Wichtigste Vorteile gegenüber herkömmlichen Verbundwerkstoffen
Im Vergleich zu den üblicherweise verwendeten Materialien für durchgemantelte Sicherungselemente bietet der doppelseitig eingelegte Verbundstreifen mehrere wichtige Vorteile.
1.Bessere mechanische Festigkeit und Vibrationsbeständigkeit
Die integrierte Kupferbasis sorgt für eine hohe strukturelle Stabilität. Gleichzeitig wird die Silber-Kupfer-Grenzfläche durch Diffusionsschweißen gebildet, wodurch eine metallurgische Verbindung zwischen den beiden Materialien entsteht. Dies trägt dazu bei, das Risiko von Festigkeitsverlusten und Delaminationen zu reduzieren und macht das Material geeignet für Anwendungen mit hohen Vibrations- und Zuverlässigkeitsanforderungen, wie beispielsweise in Elektrofahrzeugen.
2.Höhere Positionierungsgenauigkeit der Silberschicht
Das Einlegeverfahren ermöglicht die Kontrolle der Positionstoleranz der Silberschicht innerhalb von 0,3 mm. Diese hohe Präzision macht eine Verbreiterung der Silberschicht zur Kompensation von Verarbeitungsfehlern überflüssig und verbessert so die Silberausnutzung zusätzlich.
3.Geringere Gesamtkosten und höhere Verarbeitungseffizienz
Das Material ermöglicht die kontinuierliche Produktion langer Spulen und trägt so dazu bei, die Längen- und Gewichtsbeschränkungen einiger durchplattierter Bandfertigungsverfahren zu überwinden. Dies reduziert die Materialverarbeitungskosten und verbessert die Produktionseffizienz für nachgelagerte Sicherungshersteller.
Unterstützung einer effizienteren und nachhaltigeren Sicherungsindustrie
Das doppelseitig eingelegte Verbundmaterial für Sicherungselemente von Fuda Alloy wurde entwickelt, um die hervorragenden Sicherungseigenschaften von Silber beizubehalten und gleichzeitig den Silberverbrauch deutlich zu reduzieren. Es verbessert zudem die mechanische Festigkeit, die Positioniergenauigkeit und die Verarbeitungseffizienz.
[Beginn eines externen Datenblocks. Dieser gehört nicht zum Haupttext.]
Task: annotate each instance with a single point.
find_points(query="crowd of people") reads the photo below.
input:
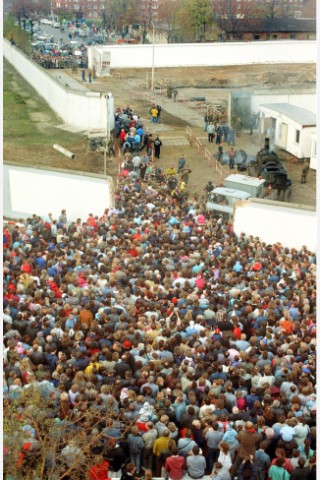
(55, 59)
(196, 346)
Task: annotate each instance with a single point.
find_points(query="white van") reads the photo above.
(223, 200)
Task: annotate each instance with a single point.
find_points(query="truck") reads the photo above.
(236, 187)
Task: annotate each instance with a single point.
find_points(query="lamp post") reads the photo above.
(152, 71)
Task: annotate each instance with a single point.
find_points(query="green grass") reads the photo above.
(18, 126)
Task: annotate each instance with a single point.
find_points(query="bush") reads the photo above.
(20, 37)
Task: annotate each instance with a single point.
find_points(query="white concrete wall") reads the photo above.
(313, 153)
(39, 190)
(84, 110)
(291, 225)
(210, 54)
(303, 100)
(301, 149)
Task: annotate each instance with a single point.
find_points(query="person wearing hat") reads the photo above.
(248, 439)
(196, 463)
(175, 465)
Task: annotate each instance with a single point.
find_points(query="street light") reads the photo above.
(152, 71)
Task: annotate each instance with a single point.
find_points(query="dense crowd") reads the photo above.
(55, 59)
(202, 342)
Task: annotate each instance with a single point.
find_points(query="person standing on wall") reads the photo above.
(219, 133)
(205, 122)
(159, 114)
(210, 130)
(154, 113)
(232, 155)
(157, 146)
(305, 171)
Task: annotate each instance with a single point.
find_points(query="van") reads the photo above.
(223, 200)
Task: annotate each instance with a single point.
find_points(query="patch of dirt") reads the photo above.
(214, 83)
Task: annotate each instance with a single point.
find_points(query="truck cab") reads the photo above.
(223, 199)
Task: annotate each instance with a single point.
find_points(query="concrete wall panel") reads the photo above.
(38, 190)
(291, 225)
(210, 54)
(84, 110)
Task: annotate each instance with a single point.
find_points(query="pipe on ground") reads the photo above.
(64, 151)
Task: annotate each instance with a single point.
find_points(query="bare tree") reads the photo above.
(169, 14)
(202, 17)
(29, 10)
(38, 443)
(112, 12)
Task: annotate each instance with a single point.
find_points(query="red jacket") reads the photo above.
(99, 472)
(174, 466)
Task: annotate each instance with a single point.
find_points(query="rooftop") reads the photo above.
(300, 115)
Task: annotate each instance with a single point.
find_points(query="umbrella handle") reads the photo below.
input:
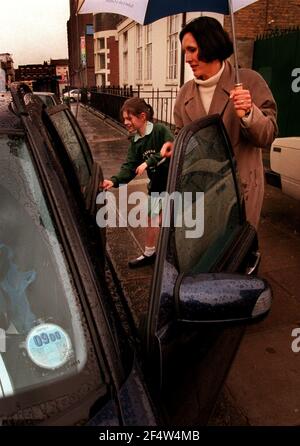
(241, 113)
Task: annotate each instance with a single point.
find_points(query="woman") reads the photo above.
(207, 46)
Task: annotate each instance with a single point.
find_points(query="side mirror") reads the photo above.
(221, 298)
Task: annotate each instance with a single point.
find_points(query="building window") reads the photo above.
(148, 52)
(125, 57)
(139, 53)
(172, 47)
(89, 30)
(102, 61)
(101, 44)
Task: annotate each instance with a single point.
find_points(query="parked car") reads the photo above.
(70, 353)
(285, 166)
(72, 95)
(48, 98)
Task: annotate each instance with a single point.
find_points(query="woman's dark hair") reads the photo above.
(136, 106)
(213, 41)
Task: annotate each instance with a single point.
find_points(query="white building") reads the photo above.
(151, 60)
(150, 56)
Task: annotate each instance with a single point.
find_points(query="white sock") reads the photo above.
(149, 251)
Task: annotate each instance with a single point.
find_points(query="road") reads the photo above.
(263, 386)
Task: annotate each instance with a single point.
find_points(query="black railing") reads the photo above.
(109, 101)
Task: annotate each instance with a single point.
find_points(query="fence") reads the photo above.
(109, 100)
(277, 58)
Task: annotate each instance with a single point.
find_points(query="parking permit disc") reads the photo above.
(48, 346)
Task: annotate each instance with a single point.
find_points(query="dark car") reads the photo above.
(69, 351)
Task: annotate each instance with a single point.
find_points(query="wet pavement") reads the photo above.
(263, 386)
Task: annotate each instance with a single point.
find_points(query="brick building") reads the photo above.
(62, 72)
(106, 49)
(261, 17)
(7, 64)
(42, 77)
(81, 48)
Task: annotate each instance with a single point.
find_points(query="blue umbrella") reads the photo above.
(148, 11)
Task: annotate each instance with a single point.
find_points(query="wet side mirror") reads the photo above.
(222, 298)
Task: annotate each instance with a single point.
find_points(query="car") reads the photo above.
(70, 353)
(285, 166)
(72, 95)
(48, 98)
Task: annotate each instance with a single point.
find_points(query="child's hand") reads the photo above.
(241, 99)
(106, 184)
(167, 149)
(141, 169)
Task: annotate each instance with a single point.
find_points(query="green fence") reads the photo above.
(277, 59)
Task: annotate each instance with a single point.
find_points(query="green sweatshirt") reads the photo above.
(147, 149)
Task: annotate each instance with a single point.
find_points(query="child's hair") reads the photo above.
(136, 106)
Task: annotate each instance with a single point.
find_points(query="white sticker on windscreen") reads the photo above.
(48, 346)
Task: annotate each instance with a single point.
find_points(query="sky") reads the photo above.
(34, 30)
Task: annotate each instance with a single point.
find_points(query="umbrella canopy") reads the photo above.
(147, 11)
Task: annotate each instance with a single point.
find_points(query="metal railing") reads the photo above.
(109, 101)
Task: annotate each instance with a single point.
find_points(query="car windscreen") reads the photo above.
(76, 148)
(41, 333)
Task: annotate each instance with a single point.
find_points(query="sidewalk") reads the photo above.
(263, 386)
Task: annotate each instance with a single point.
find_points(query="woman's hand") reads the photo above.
(106, 184)
(167, 149)
(141, 169)
(241, 100)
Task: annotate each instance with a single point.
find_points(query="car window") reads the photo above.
(206, 168)
(78, 153)
(42, 335)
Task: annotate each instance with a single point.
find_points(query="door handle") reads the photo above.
(257, 257)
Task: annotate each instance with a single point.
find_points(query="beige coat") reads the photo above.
(247, 135)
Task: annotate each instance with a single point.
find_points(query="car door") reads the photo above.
(205, 235)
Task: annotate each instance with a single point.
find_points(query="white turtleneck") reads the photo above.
(207, 88)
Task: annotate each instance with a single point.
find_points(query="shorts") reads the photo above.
(155, 204)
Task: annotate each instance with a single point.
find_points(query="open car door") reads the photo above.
(203, 277)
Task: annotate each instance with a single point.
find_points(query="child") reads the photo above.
(144, 154)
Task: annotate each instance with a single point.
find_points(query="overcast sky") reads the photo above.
(34, 30)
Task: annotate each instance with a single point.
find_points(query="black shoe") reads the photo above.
(142, 261)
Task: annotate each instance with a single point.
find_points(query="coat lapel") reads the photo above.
(220, 98)
(193, 104)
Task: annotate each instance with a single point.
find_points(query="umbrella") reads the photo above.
(147, 11)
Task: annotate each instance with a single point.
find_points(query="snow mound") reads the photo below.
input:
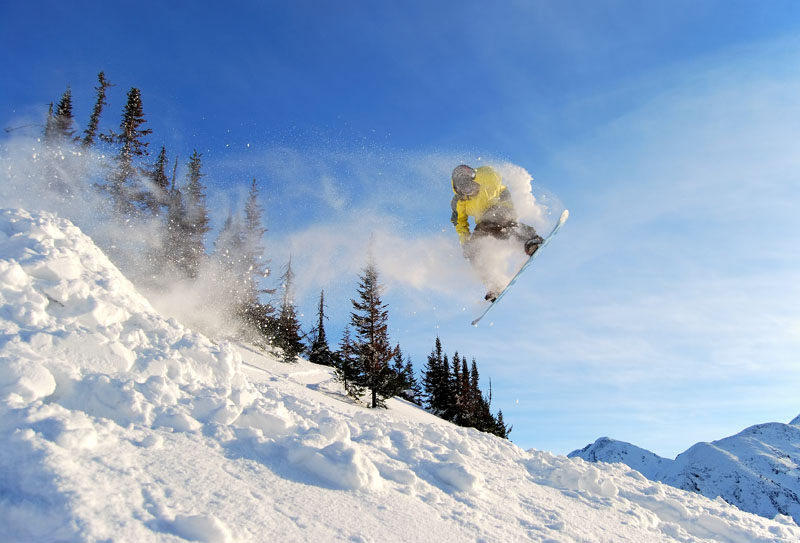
(117, 424)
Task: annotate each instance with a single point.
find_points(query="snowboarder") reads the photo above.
(480, 194)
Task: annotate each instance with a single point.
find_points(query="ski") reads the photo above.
(561, 220)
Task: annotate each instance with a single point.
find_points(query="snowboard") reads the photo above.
(561, 220)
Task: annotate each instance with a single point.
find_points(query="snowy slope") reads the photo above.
(117, 424)
(758, 469)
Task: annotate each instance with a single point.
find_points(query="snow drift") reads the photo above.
(117, 424)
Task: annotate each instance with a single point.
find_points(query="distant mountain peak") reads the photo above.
(757, 470)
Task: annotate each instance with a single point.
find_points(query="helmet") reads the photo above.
(464, 181)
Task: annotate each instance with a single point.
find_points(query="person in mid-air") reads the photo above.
(480, 194)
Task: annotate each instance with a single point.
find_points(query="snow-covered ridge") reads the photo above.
(117, 424)
(758, 469)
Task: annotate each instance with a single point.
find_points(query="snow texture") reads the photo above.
(758, 469)
(117, 424)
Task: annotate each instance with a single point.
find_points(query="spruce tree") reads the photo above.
(348, 369)
(407, 386)
(414, 389)
(90, 133)
(174, 229)
(58, 133)
(124, 187)
(253, 248)
(369, 320)
(433, 380)
(63, 119)
(195, 221)
(49, 126)
(288, 336)
(320, 352)
(156, 199)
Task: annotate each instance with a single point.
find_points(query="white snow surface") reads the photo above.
(117, 424)
(758, 469)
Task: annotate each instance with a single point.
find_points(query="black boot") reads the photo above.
(532, 245)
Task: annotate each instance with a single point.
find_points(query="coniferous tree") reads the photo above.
(63, 119)
(174, 229)
(320, 352)
(414, 389)
(156, 198)
(288, 336)
(195, 221)
(228, 255)
(253, 247)
(406, 386)
(90, 133)
(49, 126)
(348, 370)
(124, 187)
(435, 381)
(369, 320)
(58, 133)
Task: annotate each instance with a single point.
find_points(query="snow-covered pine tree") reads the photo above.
(63, 120)
(348, 370)
(58, 133)
(195, 221)
(173, 229)
(123, 186)
(288, 336)
(320, 352)
(435, 380)
(414, 389)
(155, 199)
(407, 386)
(252, 238)
(90, 133)
(369, 320)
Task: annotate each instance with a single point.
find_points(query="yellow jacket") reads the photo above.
(492, 195)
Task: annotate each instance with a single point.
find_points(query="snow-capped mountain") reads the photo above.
(117, 424)
(758, 469)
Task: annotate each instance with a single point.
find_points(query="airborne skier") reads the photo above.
(480, 194)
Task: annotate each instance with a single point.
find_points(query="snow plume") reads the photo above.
(393, 205)
(117, 424)
(65, 180)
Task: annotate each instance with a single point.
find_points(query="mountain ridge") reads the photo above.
(757, 469)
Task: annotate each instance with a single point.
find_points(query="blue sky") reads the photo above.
(665, 313)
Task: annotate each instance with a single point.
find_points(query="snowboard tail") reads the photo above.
(561, 220)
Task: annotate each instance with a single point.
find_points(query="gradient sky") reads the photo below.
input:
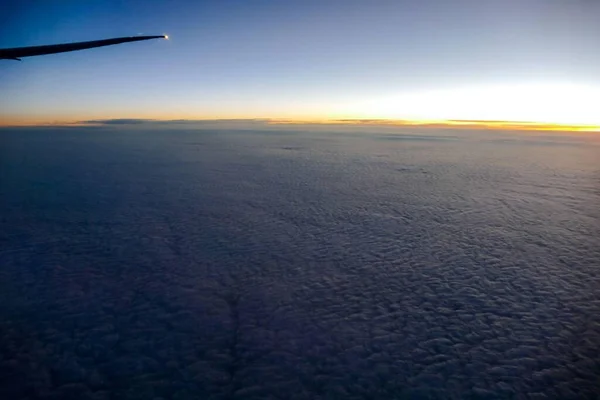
(525, 60)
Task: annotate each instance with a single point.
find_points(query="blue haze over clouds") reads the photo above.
(180, 263)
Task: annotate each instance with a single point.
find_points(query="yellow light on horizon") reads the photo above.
(566, 104)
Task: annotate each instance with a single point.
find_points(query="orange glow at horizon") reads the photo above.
(467, 124)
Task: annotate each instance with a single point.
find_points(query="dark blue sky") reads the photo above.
(305, 59)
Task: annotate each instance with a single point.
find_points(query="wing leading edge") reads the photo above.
(18, 52)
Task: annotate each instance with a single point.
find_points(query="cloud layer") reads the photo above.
(261, 264)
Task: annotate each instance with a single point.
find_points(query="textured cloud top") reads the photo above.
(265, 264)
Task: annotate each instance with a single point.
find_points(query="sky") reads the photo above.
(509, 60)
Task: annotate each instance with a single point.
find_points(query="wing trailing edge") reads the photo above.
(18, 52)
Für Sicherungshersteller bietet diese Technologie eine praktische Möglichkeit, Leistung, Kosten und Nachhaltigkeit in Einklang zu bringen. In Anwendungen wie Elektrofahrzeugen, Photovoltaikanlagen, industriellen Steuerungssystemen und 5G-Kommunikationsgeräten unterstützt sie einen sichereren und zuverlässigeren Schaltungsschutz unter immer anspruchsvolleren Betriebsbedingungen.
Als Unternehmen, das sich auf elektrische Kontaktmaterialien und fortschrittliche Materiallösungen spezialisiert hat, setzt Fuda Alloy weiterhin auf technologiegetriebene Innovation. Wir haben uns verpflichtet, unseren Kunden weltweit zuverlässige, leistungsstarke und kosteneffiziente Materiallösungen für sicherere, umweltfreundlichere und effizientere elektrische Systeme anzubieten.